Too many have leaned since then into the notion that resistance is an absolute right and therefore not open to debate, pre-empting critique of Hamas, let alone of 7 October. The abstraction and dematerialization of Hamas that happens when both it and a wider supportive audience transfigure it discursively into “the Resistance,” a term that is moreover fused with its particular credo of “armed resistance,” renders Palestinian politics untethered to politics in the real world and thus prevents lesson learning and material change. Reversing this requires holding political actors, not least of which are Hamas and its rival Fateh, to account on the basis of measurable, stated goals, practical programs and material behaviours, and concrete benchmarks. A viable new Palestinian politics therefore has to start with an honest accounting for 7 October.


Thanks, this is much appreciated.
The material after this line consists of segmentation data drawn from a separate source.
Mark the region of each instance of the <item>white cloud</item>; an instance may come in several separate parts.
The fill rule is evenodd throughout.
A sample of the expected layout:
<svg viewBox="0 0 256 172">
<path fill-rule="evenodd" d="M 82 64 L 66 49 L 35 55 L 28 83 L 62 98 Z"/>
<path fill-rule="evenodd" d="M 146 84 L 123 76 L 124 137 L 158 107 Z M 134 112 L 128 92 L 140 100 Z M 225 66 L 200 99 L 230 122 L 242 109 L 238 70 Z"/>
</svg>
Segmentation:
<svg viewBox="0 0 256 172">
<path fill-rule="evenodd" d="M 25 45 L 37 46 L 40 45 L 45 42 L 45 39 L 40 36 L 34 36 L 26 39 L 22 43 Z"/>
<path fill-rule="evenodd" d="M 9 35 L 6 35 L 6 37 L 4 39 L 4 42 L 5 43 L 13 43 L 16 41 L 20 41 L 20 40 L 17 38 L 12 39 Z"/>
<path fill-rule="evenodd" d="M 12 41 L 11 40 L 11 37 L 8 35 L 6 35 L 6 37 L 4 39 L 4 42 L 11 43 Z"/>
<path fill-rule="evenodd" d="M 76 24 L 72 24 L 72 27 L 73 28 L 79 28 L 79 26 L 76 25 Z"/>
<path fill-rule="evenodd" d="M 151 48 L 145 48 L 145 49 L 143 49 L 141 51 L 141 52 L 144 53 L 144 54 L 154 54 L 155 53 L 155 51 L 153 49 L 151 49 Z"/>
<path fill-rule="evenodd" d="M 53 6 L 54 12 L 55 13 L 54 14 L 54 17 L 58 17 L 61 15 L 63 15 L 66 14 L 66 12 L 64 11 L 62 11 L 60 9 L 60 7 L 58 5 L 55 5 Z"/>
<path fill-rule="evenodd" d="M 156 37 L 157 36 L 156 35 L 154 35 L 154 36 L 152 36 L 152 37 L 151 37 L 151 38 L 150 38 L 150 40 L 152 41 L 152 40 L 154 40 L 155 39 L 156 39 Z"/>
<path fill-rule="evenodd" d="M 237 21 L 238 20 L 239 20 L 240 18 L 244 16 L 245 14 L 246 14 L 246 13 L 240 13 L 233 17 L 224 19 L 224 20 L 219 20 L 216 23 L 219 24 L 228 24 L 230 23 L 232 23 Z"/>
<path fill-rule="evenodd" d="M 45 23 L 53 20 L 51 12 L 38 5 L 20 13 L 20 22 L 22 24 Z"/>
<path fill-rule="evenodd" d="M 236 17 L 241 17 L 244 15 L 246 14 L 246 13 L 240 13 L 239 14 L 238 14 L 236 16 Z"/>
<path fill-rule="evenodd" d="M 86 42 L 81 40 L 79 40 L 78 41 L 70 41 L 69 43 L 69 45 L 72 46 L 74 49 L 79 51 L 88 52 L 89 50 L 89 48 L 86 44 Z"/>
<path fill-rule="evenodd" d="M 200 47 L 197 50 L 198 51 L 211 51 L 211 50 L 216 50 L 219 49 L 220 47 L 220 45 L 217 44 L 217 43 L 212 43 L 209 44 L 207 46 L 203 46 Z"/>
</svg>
Briefly, I agree that the military planners in Gaza completely misunderstood, or deliberately disregarded, the importance of current international politics. They failed therefore to anticipate the degree to which the global rise of the Right would enable an unprecedented level of genocidal violence and discourse by Israel and complicity by key Western governments. My sense is that the external Hamas leadership had a far greater grasp of international politics, and partly for this reason I regard 7 October as an internal putsch in effect, by the military wing against the political wing.
Indeed.
But clearly it also didn't fully grasp the significance of long-term trends within Israeli society that drove the rise of the far-right there and laid the basis for more radical responses to 7 October. Nor did it show any awareness of similar trends globally, not least in key Western countries that had been weaponizing the fight against antisemitism for domestic political purposes for at least 15 years prior, and that now used this to cover up or justify active support for Israel's war on Gaza and to silence pro-Palestine diseent.